A Plymouth woman was given a £10,500 flood insurance excess, despite never having been flooded or making a claim.
Jenny Kaddem runs a local convenience shop in Colebrook, Plymouth - a village badly hit by flooding last year.
Although the shop did not flood, her insurance company added the "ridiculous" excess and increased her renewal premium by more than £1,000.
"It was totally unfair," Mrs Kaddem, who has since found alternative insurance cover, said.
"I just couldn't believe it when I saw it, because I was one of the few that didn't flood.
"When I tried to explain to the insurers - they didn't want to know."
Mrs Kaddem's annual premium rose by £10 in 2011 and by £25 last year, so she said the proposed £1,200 increase for this year - from £1,537 to £2,746 - had been a complete shock.
'Flood risk consequences'
"I tried for weeks to get cover, but because of the postcode most of them didn't want to know... it's a ridiculous situation," she said.
"I've had the shop for six years and I've never made a claim, so I don't know how they can justify doing something like this."
A local mortgage broker was eventually able to secure alternative cover for Mrs Kaddem.
"It took until the 11th hour - literally a couple of days before the insurance ran out - but I've now got insurance for £950 and no excess," she added.

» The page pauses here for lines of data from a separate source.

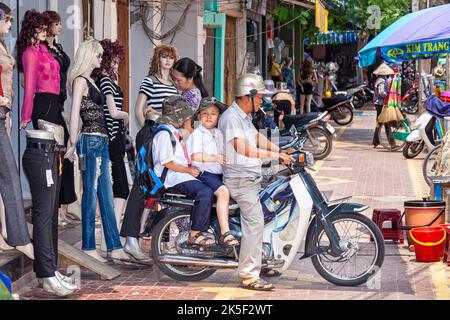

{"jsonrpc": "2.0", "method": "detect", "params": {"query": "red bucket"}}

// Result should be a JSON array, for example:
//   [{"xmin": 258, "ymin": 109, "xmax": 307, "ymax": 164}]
[{"xmin": 410, "ymin": 227, "xmax": 447, "ymax": 262}]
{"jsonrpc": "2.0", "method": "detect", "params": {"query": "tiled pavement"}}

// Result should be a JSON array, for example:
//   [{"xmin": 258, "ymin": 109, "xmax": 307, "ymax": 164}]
[{"xmin": 21, "ymin": 110, "xmax": 450, "ymax": 300}]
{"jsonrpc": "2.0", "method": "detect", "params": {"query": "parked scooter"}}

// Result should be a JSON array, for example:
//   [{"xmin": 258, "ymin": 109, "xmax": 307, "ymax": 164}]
[
  {"xmin": 401, "ymin": 82, "xmax": 419, "ymax": 114},
  {"xmin": 311, "ymin": 95, "xmax": 354, "ymax": 126},
  {"xmin": 403, "ymin": 95, "xmax": 442, "ymax": 159},
  {"xmin": 148, "ymin": 152, "xmax": 385, "ymax": 286},
  {"xmin": 254, "ymin": 99, "xmax": 336, "ymax": 160}
]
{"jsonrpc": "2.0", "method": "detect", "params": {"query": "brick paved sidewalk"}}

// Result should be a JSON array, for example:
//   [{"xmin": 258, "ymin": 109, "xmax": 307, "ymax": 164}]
[{"xmin": 21, "ymin": 111, "xmax": 450, "ymax": 300}]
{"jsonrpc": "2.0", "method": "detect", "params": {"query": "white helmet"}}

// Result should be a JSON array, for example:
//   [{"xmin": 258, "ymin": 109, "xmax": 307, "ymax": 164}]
[{"xmin": 234, "ymin": 73, "xmax": 266, "ymax": 97}]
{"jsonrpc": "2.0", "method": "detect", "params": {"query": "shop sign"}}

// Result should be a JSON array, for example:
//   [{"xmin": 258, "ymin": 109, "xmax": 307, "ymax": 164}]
[{"xmin": 381, "ymin": 39, "xmax": 450, "ymax": 62}]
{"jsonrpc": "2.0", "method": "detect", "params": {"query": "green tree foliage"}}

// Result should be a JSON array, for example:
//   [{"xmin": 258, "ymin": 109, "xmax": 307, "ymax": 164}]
[{"xmin": 271, "ymin": 0, "xmax": 411, "ymax": 38}]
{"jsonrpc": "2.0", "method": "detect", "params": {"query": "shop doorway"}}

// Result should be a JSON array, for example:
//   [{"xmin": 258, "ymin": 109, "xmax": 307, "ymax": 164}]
[
  {"xmin": 117, "ymin": 0, "xmax": 130, "ymax": 112},
  {"xmin": 224, "ymin": 16, "xmax": 236, "ymax": 105},
  {"xmin": 203, "ymin": 28, "xmax": 216, "ymax": 96}
]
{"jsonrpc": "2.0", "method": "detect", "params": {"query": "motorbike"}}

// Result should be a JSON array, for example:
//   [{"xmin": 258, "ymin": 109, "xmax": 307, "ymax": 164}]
[
  {"xmin": 254, "ymin": 99, "xmax": 336, "ymax": 160},
  {"xmin": 403, "ymin": 111, "xmax": 436, "ymax": 159},
  {"xmin": 333, "ymin": 84, "xmax": 374, "ymax": 109},
  {"xmin": 401, "ymin": 82, "xmax": 419, "ymax": 114},
  {"xmin": 148, "ymin": 151, "xmax": 385, "ymax": 286},
  {"xmin": 403, "ymin": 95, "xmax": 449, "ymax": 159},
  {"xmin": 311, "ymin": 95, "xmax": 354, "ymax": 126}
]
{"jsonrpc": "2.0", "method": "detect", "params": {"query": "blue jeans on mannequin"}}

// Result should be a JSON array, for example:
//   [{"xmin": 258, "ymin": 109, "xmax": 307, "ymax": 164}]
[{"xmin": 77, "ymin": 134, "xmax": 122, "ymax": 251}]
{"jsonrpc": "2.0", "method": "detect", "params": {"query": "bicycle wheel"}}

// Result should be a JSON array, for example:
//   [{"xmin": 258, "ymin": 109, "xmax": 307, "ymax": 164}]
[
  {"xmin": 422, "ymin": 144, "xmax": 441, "ymax": 187},
  {"xmin": 378, "ymin": 124, "xmax": 409, "ymax": 151}
]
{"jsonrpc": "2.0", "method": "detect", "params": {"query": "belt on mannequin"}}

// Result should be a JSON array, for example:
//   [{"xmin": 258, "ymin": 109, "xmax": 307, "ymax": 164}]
[{"xmin": 27, "ymin": 141, "xmax": 58, "ymax": 152}]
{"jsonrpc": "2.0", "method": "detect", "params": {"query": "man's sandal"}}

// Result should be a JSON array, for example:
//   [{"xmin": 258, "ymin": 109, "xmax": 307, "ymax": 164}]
[
  {"xmin": 241, "ymin": 278, "xmax": 275, "ymax": 291},
  {"xmin": 188, "ymin": 231, "xmax": 216, "ymax": 247},
  {"xmin": 219, "ymin": 231, "xmax": 239, "ymax": 247},
  {"xmin": 259, "ymin": 268, "xmax": 282, "ymax": 277}
]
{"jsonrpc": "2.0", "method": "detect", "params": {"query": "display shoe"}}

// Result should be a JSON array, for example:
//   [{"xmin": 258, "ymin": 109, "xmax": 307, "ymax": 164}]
[
  {"xmin": 37, "ymin": 271, "xmax": 79, "ymax": 290},
  {"xmin": 123, "ymin": 237, "xmax": 150, "ymax": 261},
  {"xmin": 55, "ymin": 271, "xmax": 76, "ymax": 284},
  {"xmin": 55, "ymin": 272, "xmax": 79, "ymax": 292},
  {"xmin": 16, "ymin": 243, "xmax": 34, "ymax": 260},
  {"xmin": 83, "ymin": 250, "xmax": 108, "ymax": 263},
  {"xmin": 0, "ymin": 235, "xmax": 14, "ymax": 251},
  {"xmin": 42, "ymin": 276, "xmax": 74, "ymax": 297},
  {"xmin": 111, "ymin": 249, "xmax": 130, "ymax": 265}
]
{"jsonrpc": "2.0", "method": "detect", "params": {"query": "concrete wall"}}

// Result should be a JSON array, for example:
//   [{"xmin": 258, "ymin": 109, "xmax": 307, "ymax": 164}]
[{"xmin": 129, "ymin": 2, "xmax": 204, "ymax": 137}]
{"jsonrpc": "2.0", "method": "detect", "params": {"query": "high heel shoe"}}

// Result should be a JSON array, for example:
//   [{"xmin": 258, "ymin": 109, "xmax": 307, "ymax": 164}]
[{"xmin": 42, "ymin": 276, "xmax": 74, "ymax": 297}]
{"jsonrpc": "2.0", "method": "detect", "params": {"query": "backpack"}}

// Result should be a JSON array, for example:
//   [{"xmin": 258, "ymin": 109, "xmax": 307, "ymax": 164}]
[{"xmin": 136, "ymin": 125, "xmax": 176, "ymax": 198}]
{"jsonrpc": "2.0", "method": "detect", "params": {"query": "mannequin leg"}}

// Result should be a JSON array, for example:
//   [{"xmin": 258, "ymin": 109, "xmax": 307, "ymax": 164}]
[
  {"xmin": 306, "ymin": 94, "xmax": 312, "ymax": 113},
  {"xmin": 100, "ymin": 198, "xmax": 126, "ymax": 252}
]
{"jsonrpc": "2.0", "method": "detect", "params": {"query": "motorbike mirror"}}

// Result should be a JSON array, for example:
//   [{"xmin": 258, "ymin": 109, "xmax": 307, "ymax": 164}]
[{"xmin": 289, "ymin": 125, "xmax": 298, "ymax": 136}]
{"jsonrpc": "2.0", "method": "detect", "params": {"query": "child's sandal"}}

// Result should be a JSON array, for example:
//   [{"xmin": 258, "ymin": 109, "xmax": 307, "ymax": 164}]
[
  {"xmin": 188, "ymin": 231, "xmax": 216, "ymax": 247},
  {"xmin": 219, "ymin": 231, "xmax": 239, "ymax": 247}
]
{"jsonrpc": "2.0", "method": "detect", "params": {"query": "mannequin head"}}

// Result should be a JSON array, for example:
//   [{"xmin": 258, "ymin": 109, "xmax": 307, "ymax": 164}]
[
  {"xmin": 150, "ymin": 44, "xmax": 179, "ymax": 77},
  {"xmin": 171, "ymin": 58, "xmax": 208, "ymax": 98},
  {"xmin": 16, "ymin": 10, "xmax": 47, "ymax": 71},
  {"xmin": 43, "ymin": 11, "xmax": 62, "ymax": 37},
  {"xmin": 69, "ymin": 39, "xmax": 103, "ymax": 94},
  {"xmin": 92, "ymin": 39, "xmax": 125, "ymax": 80},
  {"xmin": 0, "ymin": 2, "xmax": 14, "ymax": 36}
]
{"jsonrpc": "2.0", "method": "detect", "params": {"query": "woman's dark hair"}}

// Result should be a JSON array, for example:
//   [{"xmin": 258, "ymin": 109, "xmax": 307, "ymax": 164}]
[
  {"xmin": 0, "ymin": 2, "xmax": 12, "ymax": 20},
  {"xmin": 92, "ymin": 39, "xmax": 125, "ymax": 80},
  {"xmin": 43, "ymin": 10, "xmax": 61, "ymax": 36},
  {"xmin": 16, "ymin": 10, "xmax": 47, "ymax": 72},
  {"xmin": 173, "ymin": 58, "xmax": 209, "ymax": 98},
  {"xmin": 300, "ymin": 59, "xmax": 314, "ymax": 80}
]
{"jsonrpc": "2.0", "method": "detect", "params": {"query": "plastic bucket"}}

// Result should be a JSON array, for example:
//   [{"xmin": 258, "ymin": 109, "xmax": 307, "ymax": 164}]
[
  {"xmin": 409, "ymin": 227, "xmax": 447, "ymax": 262},
  {"xmin": 403, "ymin": 199, "xmax": 445, "ymax": 245}
]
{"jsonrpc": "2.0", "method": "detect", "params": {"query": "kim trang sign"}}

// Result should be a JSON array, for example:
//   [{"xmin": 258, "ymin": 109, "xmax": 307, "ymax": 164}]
[{"xmin": 381, "ymin": 39, "xmax": 450, "ymax": 62}]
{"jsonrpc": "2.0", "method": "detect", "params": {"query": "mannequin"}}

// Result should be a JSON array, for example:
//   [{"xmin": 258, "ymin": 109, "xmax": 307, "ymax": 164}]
[
  {"xmin": 120, "ymin": 45, "xmax": 179, "ymax": 260},
  {"xmin": 93, "ymin": 39, "xmax": 130, "ymax": 251},
  {"xmin": 65, "ymin": 39, "xmax": 128, "ymax": 263},
  {"xmin": 44, "ymin": 11, "xmax": 77, "ymax": 225},
  {"xmin": 0, "ymin": 2, "xmax": 34, "ymax": 259},
  {"xmin": 22, "ymin": 127, "xmax": 78, "ymax": 297}
]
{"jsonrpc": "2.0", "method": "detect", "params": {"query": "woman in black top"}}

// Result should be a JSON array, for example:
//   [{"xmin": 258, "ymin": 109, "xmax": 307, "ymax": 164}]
[
  {"xmin": 65, "ymin": 40, "xmax": 128, "ymax": 262},
  {"xmin": 92, "ymin": 39, "xmax": 129, "ymax": 251},
  {"xmin": 44, "ymin": 11, "xmax": 77, "ymax": 214}
]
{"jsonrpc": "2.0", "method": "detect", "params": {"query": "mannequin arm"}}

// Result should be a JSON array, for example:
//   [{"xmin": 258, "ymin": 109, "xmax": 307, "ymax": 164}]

Earlier this year Janet Luke, another Colebrook resident who had been flooded, was refused insurance cover.
However, following the intervention of the local MP, her insurance company relented, but she too was given a £10,000 excess.
Mrs Kaddem and Mrs Luke's experiences have added to concerns about a scheme - agreed in principle between the Association of British Insurers (ABI) and the government - which is supposed to guarantee "affordable" insurance for flood victims.
The Flood Re scheme involves UK insurers paying into a fund which would then cover the costs of flooding claims.
"It may well be that solicitors are finally waking up to the need to do searches on flood risks and we're beginning to see the consequences of that," Paul Cobbing from the National Flood Forum said.
Mr Cobbing said Flood Re would address the issues of access to flood insurance and affordability.
However, he was concerned there was no guarantee the scheme would be approved.
"Part of the deal depends on approval from the European Commission, so that's significant," he said.
"There are also some big cash flow issues for the insurance industry that need to be agreed."
The Department for Environment, Food and Rural Affairs said Flood Re would give people peace of mind by guaranteeing "affordable" flood insurance and its minister George Eustice insisted the scheme would go ahead.